Public Perception and Trust
This news item could potentially create distrust towards Co-op among its customers. The conflicting statements from the company about the extent of the data breach might lead to concerns about transparency and the effectiveness of their cybersecurity protocols. The report aims to foster a perception that companies need to take cybersecurity more seriously.
Information Concealment
There may be underlying issues regarding the company's previous handling of the situation. Co-op's initial reassurances about data safety appear to be contradicted by the hackers' claims, which could indicate that they were trying to mitigate reputational damage or avoid panic among customers.
Manipulative Elements
The article's manipulative rate could be considered moderate, primarily due to its reliance on the hackers' claims and evidence. The hackers' assertions, while alarming, may not be fully substantiated, leading to questions about the reliability of their information. The language used in the report could amplify fears and concerns about cybersecurity.
Veracity of Information
The reliability of the news is contingent on the authenticity of the hackers' claims and the company's acknowledgment of the breach. Given the evidence presented, it suggests that the hackers did infiltrate Co-op's systems, but the extent of the data stolen remains uncertain.
Community Impact
The report may resonate more with technology-conscious communities and those concerned about data privacy. It could serve as a rallying point for advocacy around stronger cybersecurity measures and more robust data protection laws.
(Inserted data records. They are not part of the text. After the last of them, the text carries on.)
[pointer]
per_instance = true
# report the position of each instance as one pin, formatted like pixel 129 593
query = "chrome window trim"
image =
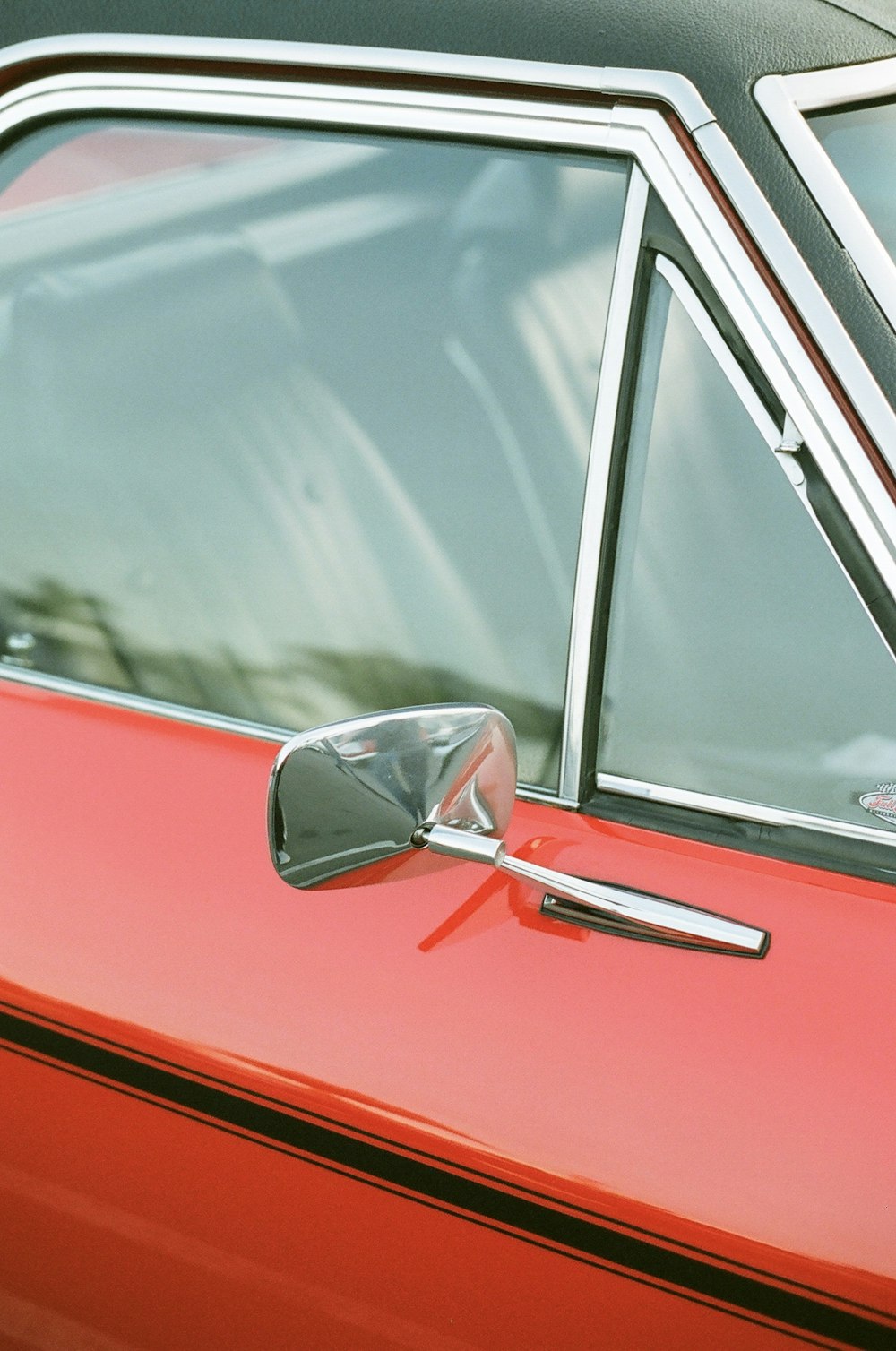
pixel 786 100
pixel 699 316
pixel 738 808
pixel 598 483
pixel 638 133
Economic and Market Effects
For investors and stakeholders in the retail and cybersecurity sectors, this news could influence stock prices, particularly for Co-op and other retailers with similar vulnerabilities. The incident may prompt a reevaluation of investment in cybersecurity and data protection strategies across the industry.
Global Power Dynamics
While this incident may not have direct implications for global power dynamics, it underscores the increasing threat of cybercrime, which is a global issue that affects businesses and governments alike. The heightened focus on cybersecurity in today's digital landscape reflects broader geopolitical concerns about data security and protection.
Use of AI in Reporting
It is possible that AI was used in crafting the article, particularly in structuring the narrative or analyzing data regarding the cyber attack. Advanced AI models could have helped in identifying patterns or summarizing the implications of the breach, influencing how the story is presented.
In conclusion, the overall reliability of the news hinges on the verification of claims made by the hackers and the Co-op's transparency about the incident. The report serves as a crucial reminder of the vulnerabilities businesses face in the digital age and the need for proactive cybersecurity measures.